Investigate using Spark Streaming as an Event Service Platform
Closed, ResolvedPublicSpike

Description

User Story
As a platform engineer, I need to evaluate Spark Streaming so that the group can use this analysis to decide on a single platform to implement
Done is:
  • Wiki Page updated with analysis, including: Pro's, Con's and Recommendations against the criteria

Event Timeline

Restricted Application changed the subtype of this task from "Task" to "Spike". · View Herald TranscriptNov 3 2022, 1:32 PM
Connectors

There are a variety of supported Source connectors, but for Sinks, only Kafka and file systems are built in. It is possible to implement custom connectors for e.g. Cassandra.

Deployment

Pretty much the same options as Flink here. From a brief read, k8s support seems okay?

Checkpointing

HDFS compatible file system only?

KafkaSource
  • KafkaSource - offsets are stored in memory and in HDFS (compatible?) metadata log.
Enrichment usability

I just embarked on a quick exercise to create a pyspark version of this enrichment udf. While I got stuck on java dependencies, my experience was basically the same as doing this in Flink. Spark's python support seems a little better than Flinks.

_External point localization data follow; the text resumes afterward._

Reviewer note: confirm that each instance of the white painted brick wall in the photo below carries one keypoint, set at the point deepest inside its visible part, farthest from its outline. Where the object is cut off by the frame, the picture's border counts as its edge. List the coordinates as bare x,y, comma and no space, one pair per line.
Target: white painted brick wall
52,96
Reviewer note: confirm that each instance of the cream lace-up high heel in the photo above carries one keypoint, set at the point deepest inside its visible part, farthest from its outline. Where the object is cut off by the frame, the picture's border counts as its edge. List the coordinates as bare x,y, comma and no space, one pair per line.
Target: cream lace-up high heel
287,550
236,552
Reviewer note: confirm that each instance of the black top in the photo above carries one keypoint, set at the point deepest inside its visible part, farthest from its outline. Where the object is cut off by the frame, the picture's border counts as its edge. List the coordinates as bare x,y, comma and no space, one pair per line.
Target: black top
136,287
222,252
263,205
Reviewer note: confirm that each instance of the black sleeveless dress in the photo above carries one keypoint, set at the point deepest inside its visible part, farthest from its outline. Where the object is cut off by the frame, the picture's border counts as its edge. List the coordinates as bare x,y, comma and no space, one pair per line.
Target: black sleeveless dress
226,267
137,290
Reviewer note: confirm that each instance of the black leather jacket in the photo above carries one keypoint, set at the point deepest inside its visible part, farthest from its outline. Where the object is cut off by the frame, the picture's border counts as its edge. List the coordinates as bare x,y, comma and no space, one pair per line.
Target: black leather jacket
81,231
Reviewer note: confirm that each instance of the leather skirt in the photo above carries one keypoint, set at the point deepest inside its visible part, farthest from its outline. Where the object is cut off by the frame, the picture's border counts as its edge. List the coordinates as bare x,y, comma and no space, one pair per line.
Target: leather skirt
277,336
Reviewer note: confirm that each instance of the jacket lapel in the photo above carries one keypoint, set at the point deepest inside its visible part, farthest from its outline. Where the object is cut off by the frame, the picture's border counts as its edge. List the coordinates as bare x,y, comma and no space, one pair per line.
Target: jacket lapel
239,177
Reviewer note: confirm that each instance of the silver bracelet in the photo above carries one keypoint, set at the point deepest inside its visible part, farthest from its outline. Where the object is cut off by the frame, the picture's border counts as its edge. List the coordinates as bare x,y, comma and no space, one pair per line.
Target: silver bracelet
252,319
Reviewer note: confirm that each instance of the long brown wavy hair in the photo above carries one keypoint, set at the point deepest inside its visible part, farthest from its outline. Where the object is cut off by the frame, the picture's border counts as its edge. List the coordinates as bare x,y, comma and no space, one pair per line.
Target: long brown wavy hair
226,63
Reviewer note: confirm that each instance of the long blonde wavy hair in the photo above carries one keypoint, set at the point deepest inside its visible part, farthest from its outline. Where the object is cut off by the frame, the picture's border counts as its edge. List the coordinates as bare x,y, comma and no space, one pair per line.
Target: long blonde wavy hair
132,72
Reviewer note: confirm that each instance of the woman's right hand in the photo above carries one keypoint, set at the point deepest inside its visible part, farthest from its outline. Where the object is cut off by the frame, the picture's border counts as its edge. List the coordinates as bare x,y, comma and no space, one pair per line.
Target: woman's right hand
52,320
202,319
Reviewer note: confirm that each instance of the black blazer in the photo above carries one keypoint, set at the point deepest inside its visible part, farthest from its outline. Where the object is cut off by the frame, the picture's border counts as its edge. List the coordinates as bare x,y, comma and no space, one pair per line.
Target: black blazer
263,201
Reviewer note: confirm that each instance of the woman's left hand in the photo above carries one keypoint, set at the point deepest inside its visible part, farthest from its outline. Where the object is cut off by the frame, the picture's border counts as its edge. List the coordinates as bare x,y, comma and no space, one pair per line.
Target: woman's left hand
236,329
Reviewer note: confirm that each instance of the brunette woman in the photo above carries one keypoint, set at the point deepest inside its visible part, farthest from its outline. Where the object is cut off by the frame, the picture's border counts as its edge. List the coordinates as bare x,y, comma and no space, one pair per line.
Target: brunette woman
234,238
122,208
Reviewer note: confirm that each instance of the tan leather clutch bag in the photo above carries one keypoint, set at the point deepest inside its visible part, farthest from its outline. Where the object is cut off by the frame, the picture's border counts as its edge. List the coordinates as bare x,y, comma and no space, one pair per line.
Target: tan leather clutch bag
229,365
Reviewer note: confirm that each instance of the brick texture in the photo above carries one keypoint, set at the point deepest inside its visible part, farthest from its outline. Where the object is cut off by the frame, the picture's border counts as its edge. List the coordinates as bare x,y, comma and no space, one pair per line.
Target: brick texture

I've already demoed creating a Event Platform based Spark Streaming DataFrarme here. (If we chose to invest in spark streaming, we'd abstract more of that, like we have for Flink with DataFrame factory functions and or a Catalog implementation). Defining the UDF is pretty much the same as in Flink, except you don't always have to specify the return type. I believe you do if the type is a complex/nested one, and in that case you'd use Spark's own DataType system, which is similar to Flink's.

Summary

This is a very quick evaluation, but honestly I'm not so sure Spark is that much easier than Flink in practice for what we are trying to do. The fact that there are no streaming sink connectors is a big downside.

Spark is great if you are ultimately working in a data lake, but for building a production stream processing platform, I'm not so sure.